Mittwoch, 22. April 2020, 13:14 Uhr
Über neue Ansätze, wie mit den gesellschaftlichen und politischen Problemen unserer Zeit nach der Corona-Krise umgegangen werden sollte, machte sich nnz-Leser Alexander Rathnau Gedanken. Lesen Sie hier seine Analyse...

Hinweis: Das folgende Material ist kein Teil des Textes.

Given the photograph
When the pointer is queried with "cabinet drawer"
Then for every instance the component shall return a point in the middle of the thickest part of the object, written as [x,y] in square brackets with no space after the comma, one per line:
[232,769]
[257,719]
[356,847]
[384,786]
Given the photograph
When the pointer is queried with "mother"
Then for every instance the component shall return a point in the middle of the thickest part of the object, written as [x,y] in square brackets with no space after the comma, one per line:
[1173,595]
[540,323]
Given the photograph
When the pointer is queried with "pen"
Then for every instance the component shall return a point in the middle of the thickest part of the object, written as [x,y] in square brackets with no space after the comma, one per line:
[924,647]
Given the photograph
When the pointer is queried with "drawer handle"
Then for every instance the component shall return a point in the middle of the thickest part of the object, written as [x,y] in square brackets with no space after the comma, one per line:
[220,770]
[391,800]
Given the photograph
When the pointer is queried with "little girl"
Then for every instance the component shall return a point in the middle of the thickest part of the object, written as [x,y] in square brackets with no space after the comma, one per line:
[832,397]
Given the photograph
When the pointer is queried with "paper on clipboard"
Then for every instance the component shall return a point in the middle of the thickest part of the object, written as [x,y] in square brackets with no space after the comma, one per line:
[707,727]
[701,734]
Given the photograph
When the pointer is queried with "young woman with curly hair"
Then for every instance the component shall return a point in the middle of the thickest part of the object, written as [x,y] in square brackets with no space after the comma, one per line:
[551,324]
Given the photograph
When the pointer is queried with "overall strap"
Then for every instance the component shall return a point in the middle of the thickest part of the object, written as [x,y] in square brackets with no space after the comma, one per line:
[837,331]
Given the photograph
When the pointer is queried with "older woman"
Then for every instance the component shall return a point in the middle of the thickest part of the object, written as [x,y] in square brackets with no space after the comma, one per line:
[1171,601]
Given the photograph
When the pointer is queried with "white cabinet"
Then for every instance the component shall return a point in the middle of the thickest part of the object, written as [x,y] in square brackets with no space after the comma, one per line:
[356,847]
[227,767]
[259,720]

Derzeit drehen sich unsere Gedanken in erster Linie um die Gesundheit unserer Liebsten, Familienangehörigen und natürlich uns selbst. Hinzu kommen zunehmend Fragen der Existenz, sei es der Facharbeiter, welcher (nicht tarifgebunden) in Kurzarbeit gehen muss oder aber auch der Selbständige, welcher schon bisher von der Hand in den Mund gelebt hat. Genauso gilt dies für Kulturschaffende, denen ihre komplette Arbeitsgrundlage weggebrochen ist und nicht zu vergessen diejenigen, welche aus den verschiedensten Gründen auf Sozialleistungen angewiesen sind. All diese Menschen eint eins, sie sind abhängig von dem was die Grundlage für ihr Einkommen darstellt, Arbeit.

Nun versucht seit bald einem Jahrhundert der Staat dies in Form sowohl von Sozialversicherungsleistungen als auch Steuererleichterungen bzw. Sozialleistungen aus Steuermitteln zu kompensieren und stellt zunehmend fest, dass in Zeiten von Corona das bisherige System an seine Grenzen stößt. Interessanterweise macht er jedoch in den Krisen (Wiedervereinigung, Lehmann-Krise, Corona) einen Unterschied bei der Unterstützung, so werden einerseits Milliardenprogramme aus Steuermitteln für die Wirtschaft aufgelegt, jedoch die abhängig Beschäftigten und „Soloselbständigen“ vorrangig durch ein Aufblähen von Sozialversicherungsleistungen finanziert. Ein aktuelles Beispiel sei hierbei das Kurzarbeitergeld, welches aus den Beiträgen der Arbeitslosenversicherung finanziert wird.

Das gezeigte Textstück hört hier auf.